In this blog, Pritish Kumar, discusses the Wind Turbine, its types, and its associated pros and cons.

Smaller wind turbines are used for applications such as battery charging for auxiliary power for boats or caravans, and to power traffic warning signs. Larger turbines can contribute to a domestic power supply while selling unused power back to the utility supplier via the electrical grid.

Types

Wind turbines can rotate about either a horizontal or a vertical axis, the former being both older and more common. They can also include blades or be bladeless. Vertical designs produce less power and are less common.

Horizontal axis

Large three-bladed horizontal-axis wind turbines (HAWT) with the blades upwind of the tower produce the overwhelming majority of wind power in the world today. These turbines have the main rotor shaft and electrical generator at the top of a tower, and must be pointed into the wind. Small turbines are pointed by a simple wind vane, while large turbines generally use a wind sensor coupled with a yaw system. Most have a gearbox, which turns the slow rotation of the blades into a quicker rotation that is more suitable to drive an electrical generator.

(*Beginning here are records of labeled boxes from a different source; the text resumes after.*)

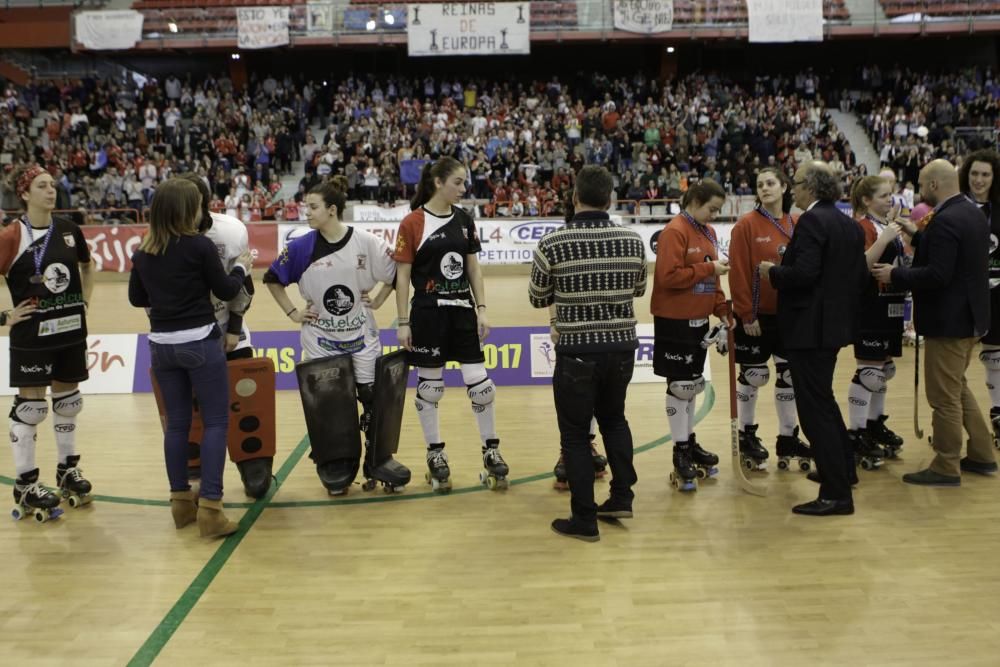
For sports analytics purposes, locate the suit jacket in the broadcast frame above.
[769,202,868,350]
[892,195,990,338]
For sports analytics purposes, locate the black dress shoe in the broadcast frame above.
[792,498,854,516]
[806,470,858,486]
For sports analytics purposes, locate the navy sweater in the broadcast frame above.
[128,235,246,332]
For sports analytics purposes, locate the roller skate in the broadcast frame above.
[552,454,568,491]
[775,426,812,472]
[479,440,510,491]
[361,455,410,493]
[424,442,451,493]
[847,429,885,470]
[670,442,698,491]
[56,455,94,508]
[866,415,903,459]
[590,433,608,479]
[688,433,719,479]
[739,424,769,471]
[10,468,63,523]
[316,459,360,496]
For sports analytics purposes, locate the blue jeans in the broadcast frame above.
[552,350,636,524]
[149,337,229,500]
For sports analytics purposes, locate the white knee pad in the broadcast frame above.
[853,366,885,394]
[740,365,771,388]
[979,348,1000,371]
[467,378,497,408]
[52,389,83,417]
[10,396,49,426]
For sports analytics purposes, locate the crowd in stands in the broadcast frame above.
[0,67,998,222]
[845,65,1000,188]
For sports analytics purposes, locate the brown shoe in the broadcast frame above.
[170,491,198,530]
[198,498,240,537]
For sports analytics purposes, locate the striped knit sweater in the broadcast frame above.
[528,211,646,353]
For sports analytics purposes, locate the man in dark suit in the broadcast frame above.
[872,160,997,486]
[759,162,867,516]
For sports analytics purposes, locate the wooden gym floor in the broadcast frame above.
[0,273,1000,665]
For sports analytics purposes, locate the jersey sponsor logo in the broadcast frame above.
[441,252,465,280]
[42,262,69,294]
[38,315,83,336]
[323,285,355,315]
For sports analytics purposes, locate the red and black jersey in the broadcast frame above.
[0,218,90,350]
[393,206,482,308]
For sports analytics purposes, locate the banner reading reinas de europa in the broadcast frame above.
[406,2,531,56]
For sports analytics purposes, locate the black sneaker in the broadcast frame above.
[552,518,601,542]
[597,498,632,519]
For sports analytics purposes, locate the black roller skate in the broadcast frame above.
[775,426,813,472]
[56,455,93,508]
[739,424,769,470]
[866,415,903,459]
[10,468,63,523]
[670,442,698,491]
[590,433,608,479]
[316,459,360,496]
[424,442,451,493]
[552,454,569,491]
[361,454,410,493]
[479,440,510,491]
[688,433,719,479]
[847,429,885,470]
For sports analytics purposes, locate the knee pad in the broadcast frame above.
[739,364,771,388]
[851,366,885,394]
[466,378,497,410]
[10,396,49,426]
[774,357,792,389]
[52,389,83,417]
[667,378,705,401]
[979,349,1000,371]
[417,377,444,410]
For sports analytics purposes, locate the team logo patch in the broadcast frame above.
[323,285,355,315]
[441,252,465,280]
[42,262,69,294]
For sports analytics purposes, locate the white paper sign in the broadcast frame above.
[236,7,289,49]
[614,0,674,35]
[73,9,143,51]
[747,0,823,42]
[406,2,531,56]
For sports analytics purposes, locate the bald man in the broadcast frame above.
[758,162,868,516]
[872,160,997,486]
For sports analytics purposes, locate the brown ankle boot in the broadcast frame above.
[170,491,198,529]
[198,498,240,537]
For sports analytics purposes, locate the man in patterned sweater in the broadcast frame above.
[528,165,646,542]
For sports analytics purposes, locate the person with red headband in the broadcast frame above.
[0,165,94,521]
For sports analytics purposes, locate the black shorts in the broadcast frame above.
[653,317,708,380]
[10,341,90,387]
[407,306,486,368]
[733,315,785,366]
[854,320,903,361]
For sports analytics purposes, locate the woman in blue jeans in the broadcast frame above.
[128,178,252,537]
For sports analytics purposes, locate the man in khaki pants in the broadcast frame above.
[872,160,997,486]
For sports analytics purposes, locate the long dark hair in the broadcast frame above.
[410,155,465,211]
[958,148,1000,206]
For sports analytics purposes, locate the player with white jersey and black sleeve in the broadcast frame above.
[395,157,509,491]
[264,176,410,495]
[0,165,94,521]
[958,149,1000,447]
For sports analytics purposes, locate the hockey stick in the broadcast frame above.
[726,301,767,496]
[913,330,924,440]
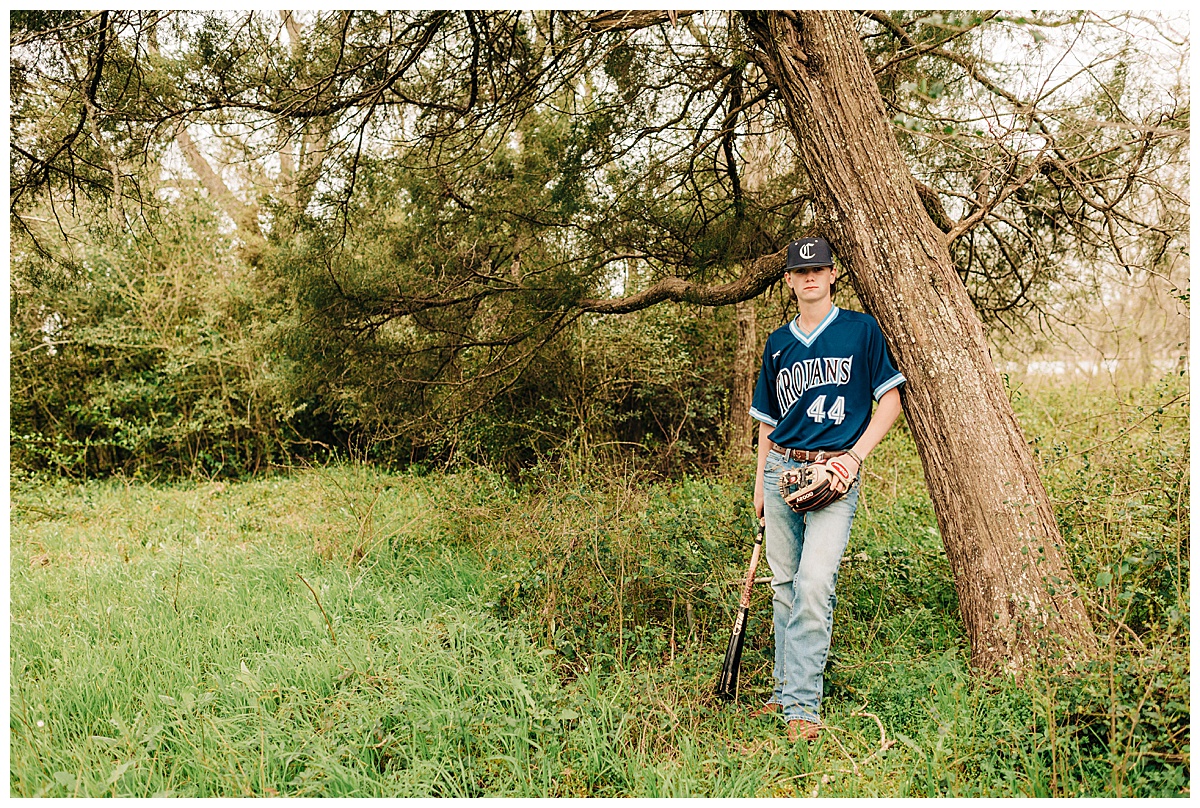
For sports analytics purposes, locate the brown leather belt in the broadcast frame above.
[770,441,846,462]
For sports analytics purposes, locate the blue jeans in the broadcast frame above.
[763,451,858,722]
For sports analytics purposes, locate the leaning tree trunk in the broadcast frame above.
[745,11,1096,675]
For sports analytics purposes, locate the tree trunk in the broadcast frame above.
[728,300,760,459]
[745,11,1097,675]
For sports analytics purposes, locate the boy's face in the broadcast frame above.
[784,267,838,303]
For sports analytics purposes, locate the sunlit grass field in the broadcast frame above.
[10,378,1190,796]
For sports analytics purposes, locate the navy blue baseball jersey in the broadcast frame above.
[750,306,905,451]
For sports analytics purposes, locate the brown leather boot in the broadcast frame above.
[787,718,821,743]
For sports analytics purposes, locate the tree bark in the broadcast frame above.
[745,11,1097,675]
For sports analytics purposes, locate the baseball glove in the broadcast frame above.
[779,463,846,514]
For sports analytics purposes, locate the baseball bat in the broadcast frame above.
[716,517,767,701]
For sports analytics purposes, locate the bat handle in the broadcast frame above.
[738,517,767,609]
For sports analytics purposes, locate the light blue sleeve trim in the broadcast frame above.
[872,373,908,401]
[750,407,779,426]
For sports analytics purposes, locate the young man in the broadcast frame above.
[750,238,905,741]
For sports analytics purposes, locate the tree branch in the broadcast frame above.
[578,243,787,315]
[583,8,696,32]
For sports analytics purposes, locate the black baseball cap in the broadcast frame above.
[785,237,833,269]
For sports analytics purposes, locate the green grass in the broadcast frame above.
[10,381,1190,796]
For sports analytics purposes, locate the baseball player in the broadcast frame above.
[750,238,905,741]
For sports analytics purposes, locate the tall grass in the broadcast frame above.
[10,381,1190,796]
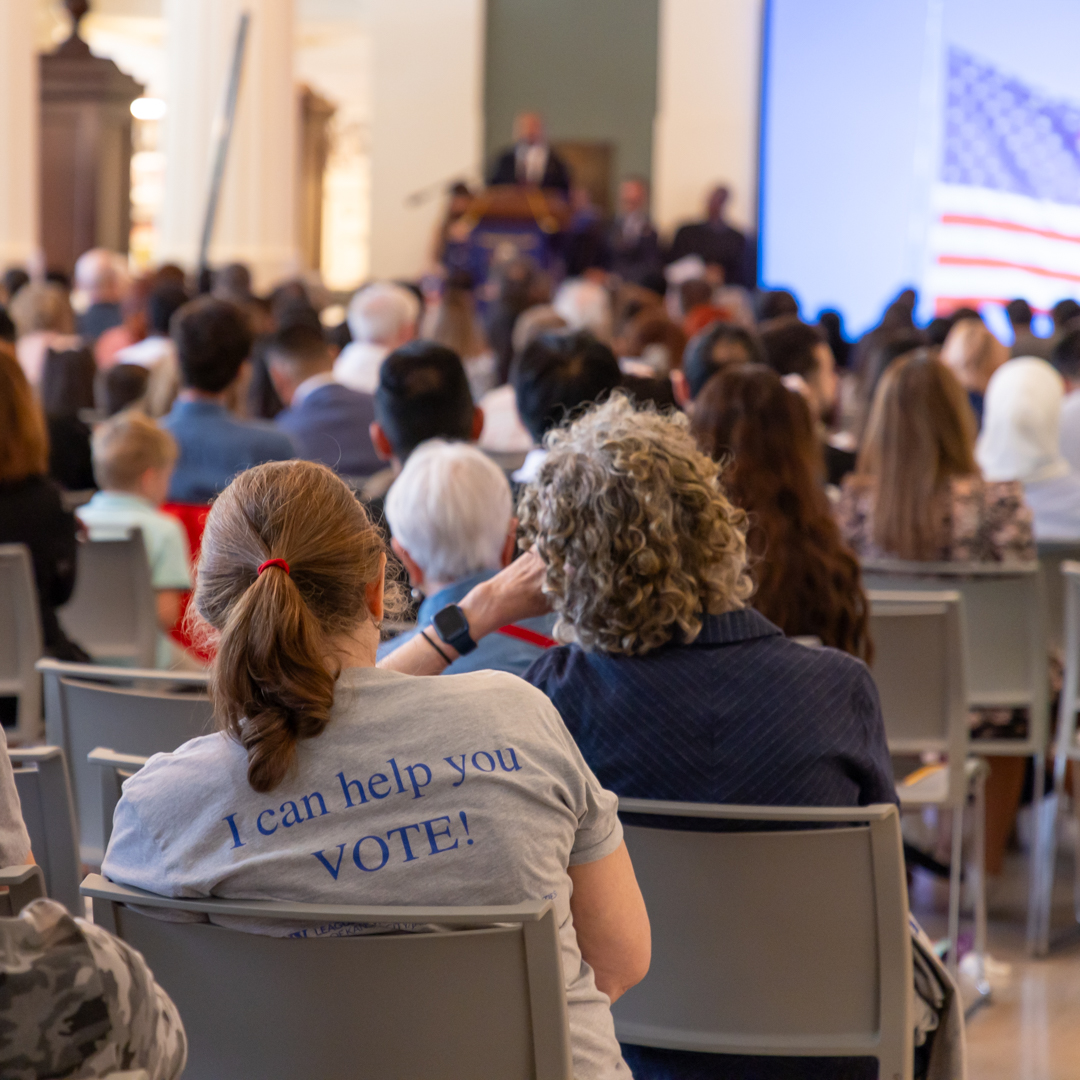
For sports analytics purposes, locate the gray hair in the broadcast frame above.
[552,278,613,341]
[349,281,420,345]
[386,438,513,582]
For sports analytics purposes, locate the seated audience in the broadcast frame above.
[103,457,649,1080]
[0,349,90,662]
[361,341,484,521]
[691,364,872,660]
[761,315,855,484]
[379,438,555,675]
[266,324,381,476]
[420,274,496,402]
[975,356,1080,540]
[1050,299,1080,340]
[616,305,686,379]
[837,349,1035,563]
[78,413,191,667]
[480,303,566,468]
[672,323,765,408]
[941,319,1009,427]
[1050,328,1080,473]
[510,332,622,484]
[8,281,82,387]
[334,281,420,394]
[94,364,150,417]
[161,296,296,504]
[117,279,188,418]
[484,255,551,383]
[39,348,97,491]
[0,900,188,1080]
[1005,300,1052,360]
[397,395,895,1080]
[551,278,615,343]
[94,276,153,370]
[75,247,127,345]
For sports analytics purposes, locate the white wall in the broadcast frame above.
[652,0,762,230]
[369,0,484,278]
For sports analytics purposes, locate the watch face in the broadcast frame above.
[432,606,469,645]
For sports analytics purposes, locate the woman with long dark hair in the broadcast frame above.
[691,364,872,660]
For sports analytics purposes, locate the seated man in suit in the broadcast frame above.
[267,324,382,476]
[667,186,757,288]
[487,112,570,197]
[161,296,296,504]
[608,176,662,285]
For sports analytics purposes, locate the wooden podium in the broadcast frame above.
[444,184,570,285]
[40,0,143,273]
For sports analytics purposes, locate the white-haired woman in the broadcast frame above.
[379,440,555,675]
[390,394,895,1080]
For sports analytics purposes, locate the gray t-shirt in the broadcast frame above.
[0,728,31,867]
[102,667,630,1080]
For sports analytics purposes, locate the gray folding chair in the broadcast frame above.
[57,529,158,667]
[1036,561,1080,956]
[863,559,1050,951]
[38,660,213,866]
[0,864,45,919]
[611,799,913,1080]
[82,875,574,1080]
[86,746,149,851]
[867,590,989,980]
[0,543,43,741]
[1036,540,1080,649]
[11,746,82,915]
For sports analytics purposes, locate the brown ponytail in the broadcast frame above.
[192,461,397,792]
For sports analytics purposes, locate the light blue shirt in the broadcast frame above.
[161,401,296,504]
[378,570,555,675]
[78,491,191,667]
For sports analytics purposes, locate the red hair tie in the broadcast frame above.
[255,558,289,577]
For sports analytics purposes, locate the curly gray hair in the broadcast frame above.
[518,394,753,656]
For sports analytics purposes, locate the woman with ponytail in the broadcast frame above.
[102,461,649,1078]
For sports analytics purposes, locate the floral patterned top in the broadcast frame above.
[836,476,1036,563]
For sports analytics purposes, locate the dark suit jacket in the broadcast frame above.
[667,221,756,288]
[274,382,386,476]
[487,146,570,195]
[608,218,663,285]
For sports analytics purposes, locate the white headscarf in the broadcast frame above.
[975,356,1069,484]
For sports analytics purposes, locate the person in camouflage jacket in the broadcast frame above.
[0,900,188,1080]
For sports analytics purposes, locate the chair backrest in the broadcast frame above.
[86,746,149,851]
[57,529,158,667]
[0,543,43,740]
[867,590,968,806]
[863,559,1050,754]
[11,746,83,915]
[1054,561,1080,764]
[1037,540,1080,649]
[38,660,213,866]
[82,875,571,1080]
[0,863,45,919]
[611,799,913,1080]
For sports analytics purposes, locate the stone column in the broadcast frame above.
[0,0,40,270]
[157,0,299,289]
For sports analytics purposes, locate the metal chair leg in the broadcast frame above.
[948,805,963,978]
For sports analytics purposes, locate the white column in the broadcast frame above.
[159,0,299,288]
[652,0,762,236]
[368,0,485,278]
[0,0,40,269]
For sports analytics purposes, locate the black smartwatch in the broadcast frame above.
[431,604,476,657]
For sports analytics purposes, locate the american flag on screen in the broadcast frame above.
[924,48,1080,313]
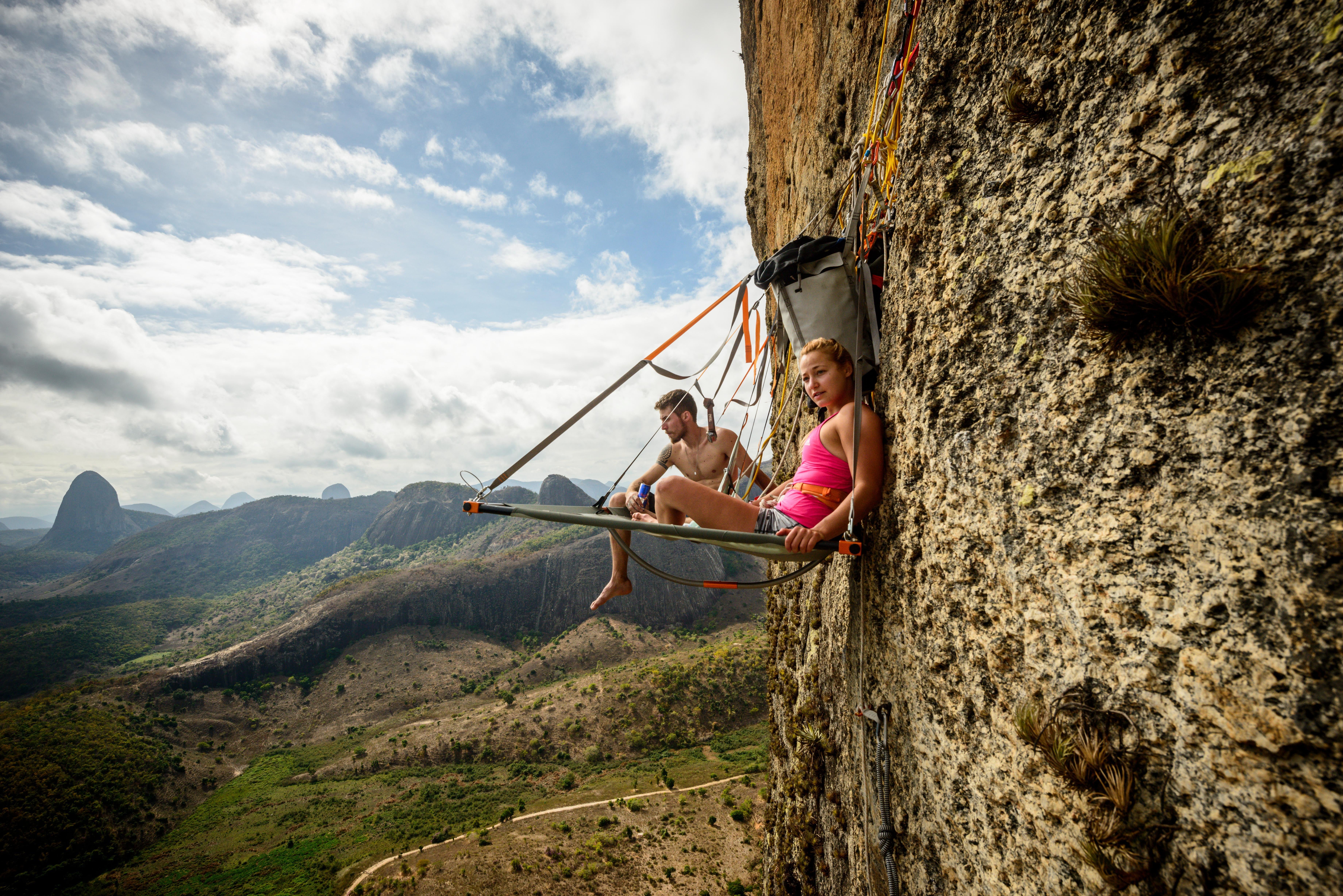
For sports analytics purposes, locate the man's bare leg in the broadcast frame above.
[588,492,634,610]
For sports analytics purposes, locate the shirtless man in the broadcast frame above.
[592,390,769,610]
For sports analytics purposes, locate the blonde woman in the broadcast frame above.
[633,339,885,553]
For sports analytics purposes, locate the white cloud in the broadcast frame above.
[453,138,513,181]
[0,121,183,184]
[574,251,639,310]
[493,239,574,274]
[526,171,560,199]
[0,266,737,513]
[246,189,313,206]
[457,218,506,242]
[238,134,400,187]
[415,177,508,210]
[0,181,367,325]
[332,187,396,211]
[7,0,747,211]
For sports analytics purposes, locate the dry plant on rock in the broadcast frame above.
[1062,206,1265,348]
[1015,703,1168,891]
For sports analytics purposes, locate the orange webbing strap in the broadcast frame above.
[784,482,849,510]
[643,278,745,361]
[481,278,745,494]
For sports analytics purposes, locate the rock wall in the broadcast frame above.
[741,0,1343,896]
[365,481,536,548]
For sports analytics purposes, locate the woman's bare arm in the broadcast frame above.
[784,404,885,552]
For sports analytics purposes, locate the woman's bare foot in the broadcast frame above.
[588,579,634,610]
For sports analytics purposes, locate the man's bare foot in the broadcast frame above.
[588,579,634,610]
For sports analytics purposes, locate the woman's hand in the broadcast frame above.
[778,525,826,553]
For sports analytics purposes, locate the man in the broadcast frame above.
[592,390,769,610]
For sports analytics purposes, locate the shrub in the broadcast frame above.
[1062,208,1264,347]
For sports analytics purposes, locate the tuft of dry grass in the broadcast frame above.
[1002,81,1045,125]
[1014,701,1167,891]
[1062,208,1265,348]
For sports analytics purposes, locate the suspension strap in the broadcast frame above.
[862,709,900,896]
[475,278,747,498]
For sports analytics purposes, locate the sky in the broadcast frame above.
[0,0,756,519]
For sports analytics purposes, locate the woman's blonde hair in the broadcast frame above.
[798,339,857,376]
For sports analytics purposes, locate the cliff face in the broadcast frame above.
[60,492,392,598]
[365,477,540,548]
[741,0,1343,895]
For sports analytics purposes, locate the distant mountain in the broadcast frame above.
[62,492,392,599]
[121,508,173,532]
[504,477,611,504]
[0,516,51,529]
[0,529,47,551]
[121,504,172,519]
[365,482,536,548]
[38,470,140,553]
[536,473,602,505]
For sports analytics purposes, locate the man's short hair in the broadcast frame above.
[653,390,700,420]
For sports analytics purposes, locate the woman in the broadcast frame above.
[633,339,885,553]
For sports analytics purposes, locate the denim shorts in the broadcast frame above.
[756,508,798,535]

Some turbines use a different type of generator suited to slower rotational speed input. These don’t need a gearbox and are called direct-drive, meaning they couple the rotor directly to the generator with no gearbox in between. While permanent magnet direct-drive generators can be more costly due to the rare earth materials required, these gearless turbines are sometimes preferred over gearbox generators because they “eliminate the gear-speed increaser, which is susceptible to significant accumulated fatigue torque loading, related reliability issues, and maintenance costs. There is also the pseudo direct drive mechanism, which has some advantages over the permanent magnet direct drive m Vertical axis.

A vertical axis

Vertical-axis wind turbines (or VAWTs) have the main rotor shaft arranged vertically. One advantage of this arrangement is that the turbine does not need to be pointed into the wind to be effective, which is an advantage on a site where the wind direction is highly variable. It is also an advantage when the turbine is integrated into a building because it is inherently less steerable. Also, the generator and gearbox can be placed near the ground, using a direct drive from the rotor assembly to the ground-based gearbox, improving accessibility for maintenance. However, these designs produce much less energy averaged over time, which is a major drawback.

Vertical turbine designs have much lower efficiency than standard horizontal designs. The key disadvantages include the relatively low rotational speed with the consequential higher torque and hence higher cost of the drive train, the inherently lower power coefficient, the 360-degree rotation of the aero foil within the wind flow during each cycle and hence the highly dynamic loading on the blade, mechanism.

Components

Wind turbines convert wind energy to electrical energy for distribution. Conventional horizontal axis turbines can be divided into three components:

1)The rotor, which is approximately 20% of the wind turbine cost, includes the blades for converting wind energy to low-speed rotational energy.

2)The generator, which is approximately 34% of the wind turbine cost, includes the electrical generator, the control electronics, and most likely a gearbox ,adjustable-speed drive, or continuously variable transmission component for converting the low-speed incoming rotation to high-speed rotation suitable for generating electricity.

3)The surrounding structure, which is approximately 15% of the wind turbine cost, includes the tower and rotor yaw mechanism.

A 1.5 (MW) wind turbine of a type frequently seen in the United States has a tower 80 meters (260 ft) high. The rotor assembly (blades and hub) weighs 22,000 kilograms (48,000 lb). The nacelle, which contains the generator, weighs 52,000 kilograms (115,000 lb). The concrete base for the tower is constructed using 26,000 kilograms (58,000 lb) reinforcing steel and contains 190 cubic meters (250 cu yd) of concrete. The base is 15 meters (50 ft) in diameter and 2.4 meters (8 ft) thick near the center.

Comparison with fossil-fuel turbines

Advantages

Wind turbines produce electricity at between two and six cents per kilowatt hour, which is one of the lowest-priced renewable energy sources. As technology needed for wind turbines continued to improve, the prices decreased as well. In addition, there is currently no competitive market for wind energy, because wind is a freely available natural resource, most of which is untapped. The main cost of small wind turbines is the purchase and installation process, which averages between $48,000 and $65,000 per installation. The energy harvested from the turbine will offset the installation cost, as well as provide virtually free energy for years.

Wind turbines provide a clean energy source, use little water, emitting no greenhouse gases and no waste products during operation. Over 1,400 tonnes (1,500 short tons) of carbon dioxide per year can be eliminated by using a one-megawatt turbine instead of one megawatt of energy from a fossil fuel.

Disadvantages

Wind turbines can be very large, reaching over 140 m (460 ft) tall and with blades 55 m (180 ft) long, and people have often complained about their visual impact.

Environmental impact of wind power includes effect on wildlife, but can be mitigated if proper monitoring and mitigation strategies are implemented. Thousands of birds, including rare species, have been killed by the blades of wind turbines, though wind turbines contribute relatively insignificantly to anthropogenic avian mortality. Wind farms and nuclear power plants are responsible for between 0.3 and 0.4 bird deaths per gigawatt-hour (GWh) of electricity while fossil fueled power stations are responsible for about 5.2 fatalities per GWh. In 2009, for every bird killed by a wind turbine in the US, nearly 500,000 were killed by cats and another 500,000 by buildings.